The model’s main purpose is given today’s conditions of a reef, will a bleaching event occur within the next 3, 7, 21 days?
Finally, we ran the predictions for the next 1, 3, 7, 30, and 42 days for each coral reef and hard coded the predictions into a map. The final HTML script shows a map where every reef is shown as a color coded dot from green to red with the model’s prediction (% bleaching risk) and the NOAA alert level.
Challenges we ran into
The biggest problem we ran into within this project was getting our project off the ground. The planning stages went smoothly, but once we started to code, we immediately ran into a wall. We couldn't find a suitable IDE which supported group collaboration; hour after hour, our group started to grow impatient and with nothing done, our morale started to slip. Despite the time we wasted, through our struggle, we grew as a team. With each problem we tackled, our bond grew stronger, which allowed us to push through and deliver our project.
What we're proud of
Training the XGBoost using a machine learning algorithm and ending with a 93% accuracy: We had never made a machine learning algorithm prior to this and were incredibly happy it turned out this well. The interactable map within our website: We believe it is a great depiction of our data Working together as a cohesive team: None of us had ever done a group hackathon before and we worked phenomenally together. Learning new modules like sklearn, pickle, and many more: These modules were necessary and we all will now have them for future projects Working our hardest: We dedicated our weekend for this event and put hours into a project we were truly passionate about. We are proud of not only the result, but all of the effort we, as a group, put into this project.
What we learned
For Co-bra to work we needed to use many modules none of us had used prior to this hackathon. Modules like sklearn and pickle were a necessity and so we spent a large amount of time on the first day becoming acquainted with those modules and many more to create Co-bra. In addition, we had to explore the machine learning algorithm with the SciKids Learn Library. We also learned how to code in harmony and divvy up the difficult tasks to work harmoniously. We have grown and learned a lot from this experience and are proud of what we have created.

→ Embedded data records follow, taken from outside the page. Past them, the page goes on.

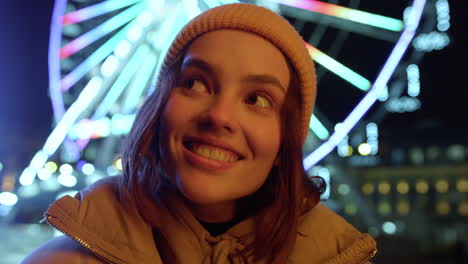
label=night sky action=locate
[0,0,468,170]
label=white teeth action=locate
[190,144,239,162]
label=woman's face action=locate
[160,30,290,221]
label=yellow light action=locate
[416,180,429,193]
[397,181,409,194]
[435,179,449,193]
[361,183,374,195]
[377,181,391,194]
[397,200,410,215]
[358,143,371,156]
[436,200,450,215]
[44,161,58,173]
[114,158,122,171]
[379,201,392,215]
[458,201,468,216]
[345,203,357,215]
[457,178,468,192]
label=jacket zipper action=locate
[358,248,377,264]
[45,215,118,264]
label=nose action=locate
[198,95,238,134]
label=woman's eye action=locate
[185,79,207,92]
[247,94,272,108]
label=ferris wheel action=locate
[14,0,450,208]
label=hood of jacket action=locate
[41,177,376,264]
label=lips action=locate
[183,138,242,163]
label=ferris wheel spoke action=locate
[306,43,371,91]
[62,0,145,26]
[60,1,147,59]
[309,115,330,140]
[268,0,404,42]
[91,45,151,119]
[60,22,137,91]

What's next for Cobra - Coral Operation–Bleaching Risk Assessment
Co-bra is a program that could help mitigate the damage done on coral reefs in future years. Coral reefs are a vital part of the biosphere and they are slowly dying. Things like Co-bra could show areas in high risk and people using Co-bra could then help those injured ecosystems. This would all be mitigation and not prevention as Co-bra can’t stop bleaching, only notify when and where it will occur.
Why Our Approach is Different
While existing monitoring systems track track temperatures like ours, most tools only report current conditions, rather than predicting events far in the future.
Co-bra stands apart from this. Our system takes a predictive approach, analyzing hundreds of thousands of lines of historical data with machine learning models to forecast coral bleaching events over four weeks in advance. Instead of working reactively, our approach can anticipate and be proactive towards these events.
The work this program accomplishes is unachievable by standard human analysis. Co-bra analyzes these signals, creating numerous numerical models involving heat stress, temperature trends, and anomaly accumulation, from every single coral reef on the planet. Without Co-bra, the race to save the world’s coral reefs risks ending in an unprecedented loss.